On average, the share price of outsourced semiconductor assembly and test (OSAT) companies rose 38%, while automated test equipment (ATE) manufacturers advanced 33%.

Tan says investors could also look into plantation stocks, following the recovery in crude palm oil (CPO) prices as a result of possible lower output due to the El Nino effect. CPO prices rose to RM2,318 per tonne on Oct 7 from a low of RM1,867 on Aug 26. 

Tan, who has been a value investor for almost four decades, believes that value investing can be executed with a good chance of success despite the weak performance of the ringgit. The currency has plummeted 24% since January, causing foreign investors to sell off local stocks.

“Although the stock market is uncertain now, investors should take a longer-term view — at least one or two years instead of one or two months — and buy into undervalued but quality companies. Many companies with good management teams will ride out the storm and continue to grow, so buying these stocks at discounted prices would make sense,” he tells Personal Wealth.

The 65-year-old adds that investors should avoid trying to catch the bottom of the market and hope that the price of undervalued companies will fall even further. “When it is low enough, you should buy. There is only one price that is the lowest and only one or a rare few can get the lowest [price]. 

“In my 39 years of experience, I have only been able to get the lowest a few times. Recently, we bought into Sarawak-based timber concessionaire Jaya Tiasa Holdings Bhd at the lowest price of RM 1.06 per share … we believed that the price was low, but we did not know it was the lowest. It did not appear undervalued, but it would be undervalued if the anticipated palm oil price goes up later.”

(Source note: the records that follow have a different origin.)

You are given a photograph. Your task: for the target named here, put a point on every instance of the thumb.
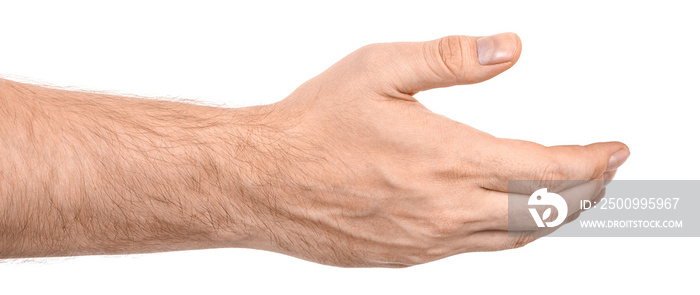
(454, 60)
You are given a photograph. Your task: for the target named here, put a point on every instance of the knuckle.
(552, 171)
(520, 241)
(371, 54)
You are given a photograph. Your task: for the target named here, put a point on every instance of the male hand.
(356, 172)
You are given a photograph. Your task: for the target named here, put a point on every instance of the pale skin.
(348, 170)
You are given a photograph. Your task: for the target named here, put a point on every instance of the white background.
(593, 71)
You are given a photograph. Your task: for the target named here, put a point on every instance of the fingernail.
(496, 49)
(617, 159)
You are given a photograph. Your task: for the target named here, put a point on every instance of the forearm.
(85, 173)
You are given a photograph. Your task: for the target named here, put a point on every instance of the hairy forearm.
(86, 173)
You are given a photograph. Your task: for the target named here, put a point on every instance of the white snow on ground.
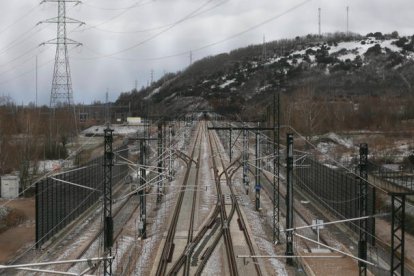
(152, 93)
(45, 166)
(206, 177)
(4, 211)
(346, 142)
(158, 226)
(264, 244)
(121, 247)
(227, 83)
(118, 130)
(213, 266)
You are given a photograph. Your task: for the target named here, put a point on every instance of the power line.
(19, 19)
(155, 35)
(111, 9)
(136, 5)
(162, 26)
(196, 49)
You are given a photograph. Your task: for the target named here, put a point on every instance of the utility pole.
(246, 160)
(257, 172)
(62, 92)
(363, 208)
(347, 21)
(230, 144)
(107, 201)
(36, 81)
(319, 21)
(170, 157)
(142, 181)
(152, 76)
(276, 169)
(289, 199)
(160, 163)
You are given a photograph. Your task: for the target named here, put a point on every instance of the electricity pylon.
(61, 93)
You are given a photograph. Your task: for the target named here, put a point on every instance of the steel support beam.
(397, 233)
(257, 172)
(363, 208)
(160, 163)
(289, 198)
(142, 198)
(107, 199)
(246, 160)
(276, 169)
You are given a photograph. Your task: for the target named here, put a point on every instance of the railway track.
(216, 228)
(121, 216)
(169, 246)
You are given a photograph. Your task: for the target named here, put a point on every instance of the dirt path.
(20, 236)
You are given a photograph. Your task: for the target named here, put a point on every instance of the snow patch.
(227, 83)
(152, 93)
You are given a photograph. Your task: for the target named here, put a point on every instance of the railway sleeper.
(241, 226)
(170, 252)
(205, 240)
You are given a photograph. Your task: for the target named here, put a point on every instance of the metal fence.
(335, 190)
(59, 201)
(399, 178)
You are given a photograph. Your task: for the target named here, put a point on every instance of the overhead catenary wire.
(337, 162)
(159, 27)
(152, 37)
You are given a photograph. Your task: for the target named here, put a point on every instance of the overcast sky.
(125, 39)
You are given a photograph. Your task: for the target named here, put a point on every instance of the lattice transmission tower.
(62, 92)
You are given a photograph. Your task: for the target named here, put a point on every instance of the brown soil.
(22, 233)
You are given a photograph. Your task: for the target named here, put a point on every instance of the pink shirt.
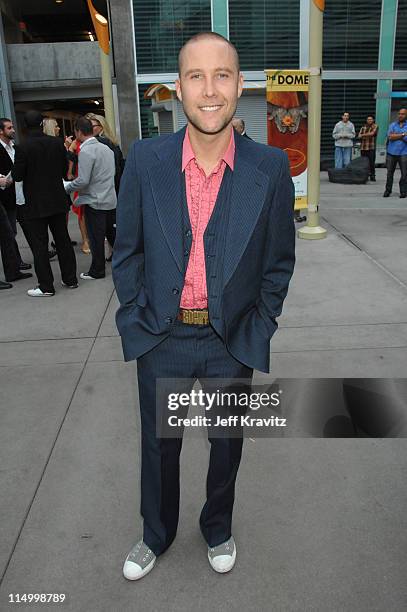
(202, 192)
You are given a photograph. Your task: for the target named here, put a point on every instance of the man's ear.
(178, 89)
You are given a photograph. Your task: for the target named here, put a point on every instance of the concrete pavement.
(320, 524)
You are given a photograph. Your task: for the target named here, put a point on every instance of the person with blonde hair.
(102, 128)
(50, 127)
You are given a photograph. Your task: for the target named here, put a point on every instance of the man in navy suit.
(202, 261)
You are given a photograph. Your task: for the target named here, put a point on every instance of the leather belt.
(193, 317)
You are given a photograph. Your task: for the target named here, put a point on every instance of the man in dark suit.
(202, 261)
(41, 163)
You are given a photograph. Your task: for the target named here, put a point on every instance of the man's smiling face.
(209, 84)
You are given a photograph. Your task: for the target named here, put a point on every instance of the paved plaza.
(320, 524)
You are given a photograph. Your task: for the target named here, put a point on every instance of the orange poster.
(287, 123)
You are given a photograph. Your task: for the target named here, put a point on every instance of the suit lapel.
(166, 181)
(249, 190)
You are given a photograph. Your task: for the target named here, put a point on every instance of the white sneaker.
(139, 562)
(223, 557)
(38, 293)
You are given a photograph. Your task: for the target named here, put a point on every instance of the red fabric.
(202, 192)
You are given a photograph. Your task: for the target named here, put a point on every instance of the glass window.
(162, 27)
(400, 51)
(266, 34)
(355, 97)
(351, 34)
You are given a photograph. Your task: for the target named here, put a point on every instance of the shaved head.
(211, 36)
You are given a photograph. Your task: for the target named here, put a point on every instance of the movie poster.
(287, 123)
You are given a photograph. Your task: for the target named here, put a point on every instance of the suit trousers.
(98, 226)
(11, 263)
(391, 163)
(190, 352)
(36, 233)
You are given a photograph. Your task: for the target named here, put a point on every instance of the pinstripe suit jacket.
(149, 259)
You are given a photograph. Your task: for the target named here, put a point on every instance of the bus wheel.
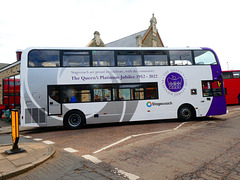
(186, 113)
(74, 120)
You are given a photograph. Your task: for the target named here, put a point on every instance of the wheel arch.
(187, 105)
(72, 111)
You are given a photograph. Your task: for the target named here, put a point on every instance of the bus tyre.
(186, 113)
(74, 120)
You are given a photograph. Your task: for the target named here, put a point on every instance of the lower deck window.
(103, 92)
(212, 88)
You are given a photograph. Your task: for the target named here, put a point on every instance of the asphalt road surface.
(206, 148)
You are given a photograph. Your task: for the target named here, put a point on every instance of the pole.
(15, 133)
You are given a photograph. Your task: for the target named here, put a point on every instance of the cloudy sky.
(71, 23)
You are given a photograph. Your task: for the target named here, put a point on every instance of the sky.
(71, 23)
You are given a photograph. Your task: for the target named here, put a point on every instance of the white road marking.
(122, 140)
(48, 142)
(92, 159)
(179, 126)
(137, 135)
(126, 174)
(71, 150)
(28, 137)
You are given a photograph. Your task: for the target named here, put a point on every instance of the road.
(207, 148)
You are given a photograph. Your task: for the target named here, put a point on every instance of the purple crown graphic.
(174, 82)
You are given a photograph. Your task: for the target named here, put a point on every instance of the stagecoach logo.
(149, 104)
(174, 82)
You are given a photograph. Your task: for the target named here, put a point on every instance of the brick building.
(10, 74)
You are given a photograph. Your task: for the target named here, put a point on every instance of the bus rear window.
(180, 58)
(204, 57)
(43, 58)
(212, 88)
(76, 59)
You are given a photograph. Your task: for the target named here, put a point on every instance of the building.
(146, 38)
(10, 74)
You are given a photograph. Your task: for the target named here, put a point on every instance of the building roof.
(129, 41)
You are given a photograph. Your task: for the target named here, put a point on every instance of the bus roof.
(118, 48)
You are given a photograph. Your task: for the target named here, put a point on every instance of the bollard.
(15, 133)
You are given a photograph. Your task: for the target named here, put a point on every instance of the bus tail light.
(19, 54)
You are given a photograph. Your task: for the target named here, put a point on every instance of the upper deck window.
(43, 58)
(204, 57)
(227, 75)
(155, 58)
(180, 58)
(129, 58)
(236, 74)
(76, 58)
(103, 58)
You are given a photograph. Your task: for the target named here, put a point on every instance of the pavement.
(14, 164)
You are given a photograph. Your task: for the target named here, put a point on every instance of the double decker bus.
(77, 86)
(231, 80)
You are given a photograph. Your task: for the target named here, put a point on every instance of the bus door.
(54, 103)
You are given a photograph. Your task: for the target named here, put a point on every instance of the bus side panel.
(232, 90)
(218, 105)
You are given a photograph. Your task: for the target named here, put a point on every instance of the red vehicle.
(11, 92)
(231, 80)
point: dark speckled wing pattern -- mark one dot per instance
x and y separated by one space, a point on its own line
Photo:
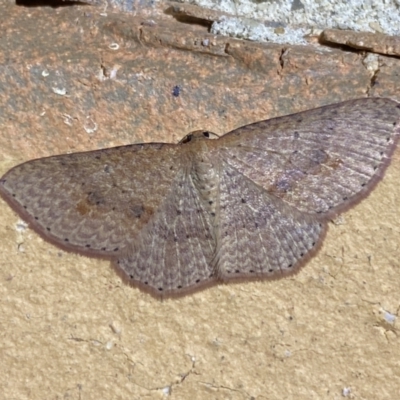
251 204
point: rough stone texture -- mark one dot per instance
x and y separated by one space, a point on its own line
374 42
71 329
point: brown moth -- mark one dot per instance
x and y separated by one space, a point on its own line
251 204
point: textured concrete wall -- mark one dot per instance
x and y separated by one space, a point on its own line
75 79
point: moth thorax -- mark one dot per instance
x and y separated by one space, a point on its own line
205 178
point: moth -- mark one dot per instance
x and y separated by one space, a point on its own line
251 204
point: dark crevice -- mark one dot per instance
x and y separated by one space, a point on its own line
49 3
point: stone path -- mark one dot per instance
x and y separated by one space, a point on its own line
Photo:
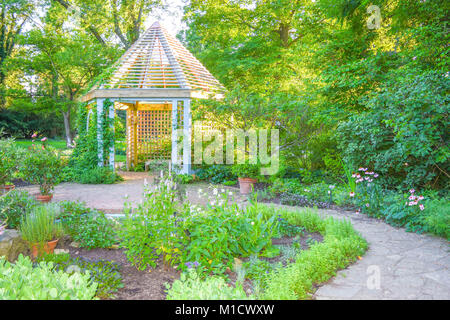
398 264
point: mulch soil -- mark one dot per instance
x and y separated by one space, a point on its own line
151 284
138 285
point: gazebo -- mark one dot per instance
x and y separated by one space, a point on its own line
154 81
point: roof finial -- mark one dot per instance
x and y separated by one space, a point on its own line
155 25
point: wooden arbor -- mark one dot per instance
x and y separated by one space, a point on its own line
154 81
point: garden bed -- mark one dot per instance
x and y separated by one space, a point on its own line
138 285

Seeing that returns from traditional asset classes are hard to come by, alternative investments, such as hedge funds and private equity, are a good form of diversification for high-net-worth individuals, says Tan. “Private equity can be a good diversification, especially if the management team has a long track record even though the company is a start-up.”

Hike in US interest rates not a bad thing

A degree of calm returned to the global markets when the US Federal Reserve deferred an interest rate hike in September after employment data showed that private sector hiring was lower than anticipated. 

But the economic turmoil in China, after its stock markets crashed in June, forced regulators to take drastic measures. These resulted in an effective devaluation of the renminbi and a slowdown in the economy. 

Tan says an interest rate hike by the Fed may not be a bad thing as it reflects positively on the strength of the US economy and local trade numbers. “It shows that the economy is recovering … the long and unbroken bull run of the stock market over the past five years is a concern, especially with the Fed’s commitment to raise interest rates soon as it might create some volatility.”

However, foreign events are not the only contributing factors. The issues surrounding 1Malaysia Development Bhd (1MDB) are also part of the psychological factor that is destabilising the currency, says Tan.

“Our economy is still challenging. We are facing some short-term challenges, especially with regards to long-term political stability. We don’t have much to say about this matter, but we must be realistic about it,” he says.

Asked if the current currency crisis, which has seen the ringgit plunge to its weakest level since 1998, is anything like past event, Tan says it is still considered a “normal economical down cycle”.

“China is slowing down, causing supply-demand imbalance. This is impacting the emerging market, especially commodities-producing countries such as Indonesia and Malaysia. As the region — including China, Southeast Asia and Far East Asia — slows down, foreign investors are pulling funds back to the US, causing other currencies to weaken against the greenback,” says Tan.

“Banks are still in healthy shape, compared with the Asian financial crisis in 1997/98 and the global financial crisis in 2008.”

Tan has mastered the small cap market for decades through the use of economic indicators coupled with nimble hands and years of experience. Pheim manages almost RM1 billion in assets today.